The eCDF is a really simple concept, KDE also isn't too bad. See here for KDE and eCDF intuition: https://mathisonian.github.io/kde/ (the former requires a desktop computer for viewing) https://en.wikipedia.org/wiki/Empirical_distribution_functio...
Implementing KDE isn't straightforward, several completely different approaches to it exist, but worst case you should be able to find a library for that.
Also, I should probably point you towards Vega and Vega Lite, it seems like they may be of use: https://vega.github.io/vega-lite/
Vega (and Vega Lite) are for interactive data visualization in the browser, I don't know if that suits your game, but they can give you the estimates that describe probability distributions from samples that I wrote about above.
At any rate you want do to the same thing to both datasets, and if it's counts of some random event then the only thing you can really compare is the sum-total over the same period.
5 minute buckets would make this comparison problem easier, but it's too much data to store.
Here's a video of the problem with the current approach, which is storing a count per hour. No sliding windows; 7:59am and 8:01am are different buckets. Green is "less than usual", red is "more than usual." Every time the hour resets, lots of green appears, and slowly fades.
If you can't or don't want to do that then you'll need to pull some tricks. In essence you want to compare two 'rates' against each other right? Now technically the 5-minute bucket idea is just a crude approximation, what you actually want is the average rate at any point in time a histogram is just a crude method to determine this rate. This means you might get away with it if you try to calculate this rate using 2 different methods on both sides.
For the presampled data you could:
- Interpolate the hourly data (keep in mind that the hourly totals run 30 minutes behind)
- Fit a function to the data rather than just sampling it (i.e. if its periodic you could just use the low frequency part of its Fourier series)

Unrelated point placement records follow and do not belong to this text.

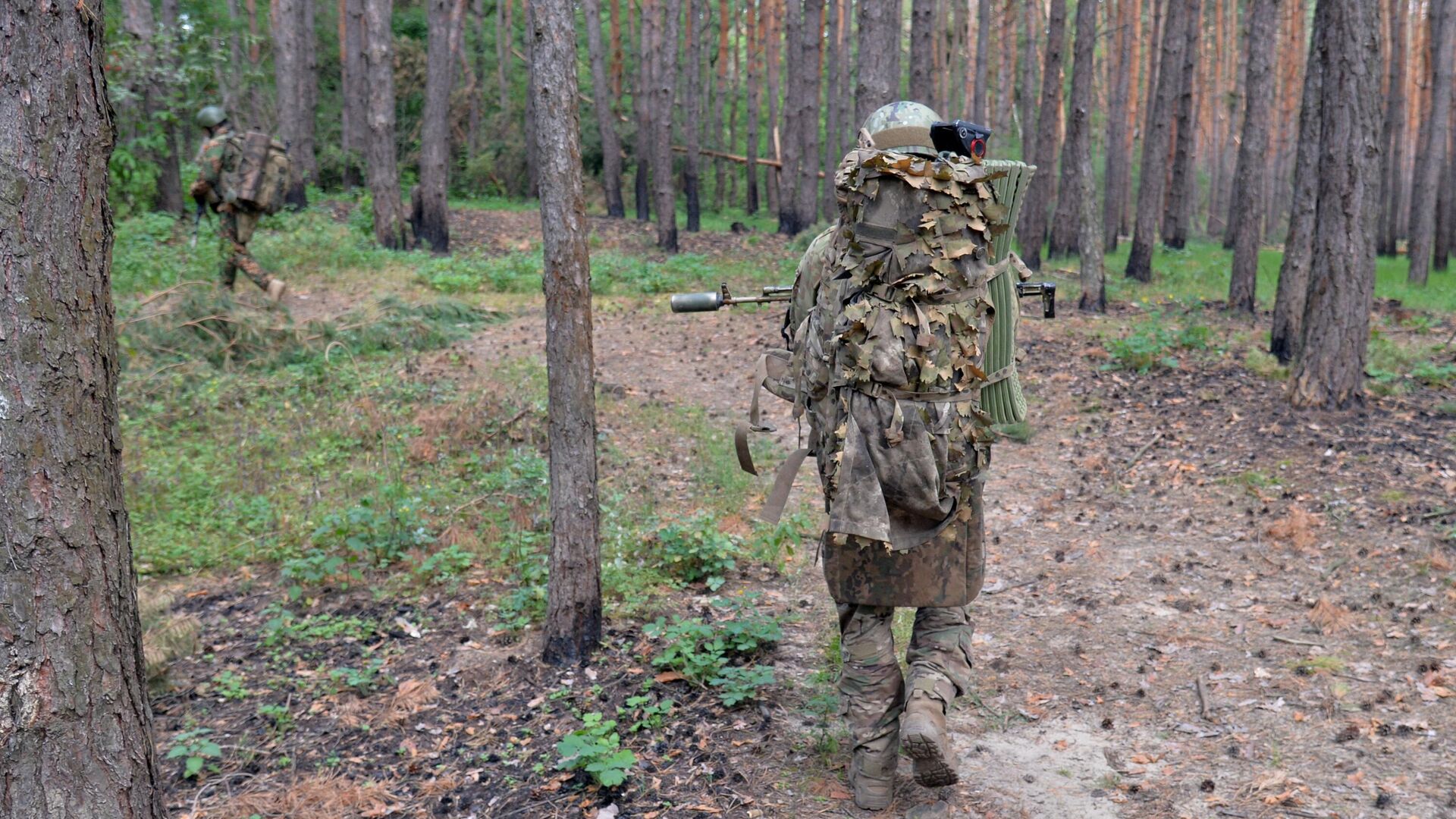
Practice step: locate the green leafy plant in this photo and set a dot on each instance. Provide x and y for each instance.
(596, 748)
(696, 551)
(194, 748)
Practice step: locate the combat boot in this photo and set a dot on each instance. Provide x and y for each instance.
(873, 777)
(922, 732)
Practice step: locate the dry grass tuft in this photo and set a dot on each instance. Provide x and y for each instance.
(1329, 617)
(414, 695)
(1296, 529)
(319, 796)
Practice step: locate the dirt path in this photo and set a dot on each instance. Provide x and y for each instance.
(1201, 604)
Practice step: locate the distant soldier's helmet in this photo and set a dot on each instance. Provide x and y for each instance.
(903, 127)
(212, 117)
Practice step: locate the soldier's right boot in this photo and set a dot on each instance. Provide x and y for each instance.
(873, 777)
(922, 733)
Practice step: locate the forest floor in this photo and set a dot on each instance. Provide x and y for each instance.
(1200, 602)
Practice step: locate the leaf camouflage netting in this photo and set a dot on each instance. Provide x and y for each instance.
(185, 324)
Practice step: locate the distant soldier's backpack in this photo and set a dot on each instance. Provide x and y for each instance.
(255, 172)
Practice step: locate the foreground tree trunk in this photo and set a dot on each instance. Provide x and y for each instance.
(878, 57)
(383, 172)
(1293, 273)
(1430, 153)
(1066, 228)
(606, 117)
(431, 212)
(296, 77)
(1341, 280)
(1155, 143)
(1043, 191)
(73, 707)
(1079, 142)
(1248, 175)
(1183, 187)
(574, 591)
(1392, 142)
(664, 86)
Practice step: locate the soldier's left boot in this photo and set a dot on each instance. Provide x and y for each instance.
(924, 738)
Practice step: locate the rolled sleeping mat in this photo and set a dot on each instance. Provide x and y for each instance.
(1003, 400)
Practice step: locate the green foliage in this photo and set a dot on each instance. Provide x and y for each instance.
(696, 550)
(1153, 341)
(596, 748)
(194, 748)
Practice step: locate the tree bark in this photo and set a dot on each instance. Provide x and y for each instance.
(73, 707)
(1119, 165)
(878, 57)
(573, 627)
(1392, 133)
(1082, 186)
(606, 115)
(383, 172)
(1299, 245)
(692, 120)
(1155, 143)
(1183, 186)
(922, 52)
(353, 83)
(1430, 153)
(664, 86)
(1066, 228)
(1043, 191)
(1337, 312)
(431, 213)
(1248, 175)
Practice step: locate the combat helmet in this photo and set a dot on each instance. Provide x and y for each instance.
(903, 127)
(212, 117)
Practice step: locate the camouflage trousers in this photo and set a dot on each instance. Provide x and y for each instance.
(871, 689)
(235, 229)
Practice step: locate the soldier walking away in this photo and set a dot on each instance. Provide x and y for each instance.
(889, 333)
(240, 180)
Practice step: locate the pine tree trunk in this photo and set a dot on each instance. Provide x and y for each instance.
(1183, 186)
(878, 57)
(664, 88)
(1293, 275)
(1337, 312)
(1155, 142)
(383, 171)
(755, 27)
(1248, 175)
(573, 629)
(922, 52)
(1430, 153)
(642, 107)
(1082, 186)
(1119, 162)
(1392, 134)
(805, 177)
(982, 98)
(353, 85)
(692, 118)
(1043, 191)
(606, 115)
(1066, 226)
(76, 722)
(431, 216)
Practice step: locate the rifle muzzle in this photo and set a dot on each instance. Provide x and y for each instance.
(696, 302)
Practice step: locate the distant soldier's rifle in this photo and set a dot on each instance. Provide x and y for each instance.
(721, 297)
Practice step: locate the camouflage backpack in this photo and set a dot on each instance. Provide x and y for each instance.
(255, 172)
(887, 338)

Now I presume the data coming in is coming in online (i.e. you can't just wait for a full sample and compare it afterwards, otherwise just do the same thing as above). This means you'll need to do something like:
- Use a sliding window (again keep in mind that this delays the signal)
- Use an online low-pass filter.
- Fit a function to the partial data (tricky and might be unstable)
Hope this helps.
You can get sliding windows out of this as well, by using the equations for adjacent periods. You'll incur a runtime cost for this of course, but relatively small.
All you need to do is divide your time series into time segments and then take the first data point (open), the last data point (close), the highest point (high) and the lowest (low). Based on that data you can get a really good understand of the data that scales well based on what time frame or time segment you choose. As you zoom in or out, you don’t miss a lot of the important points of the data.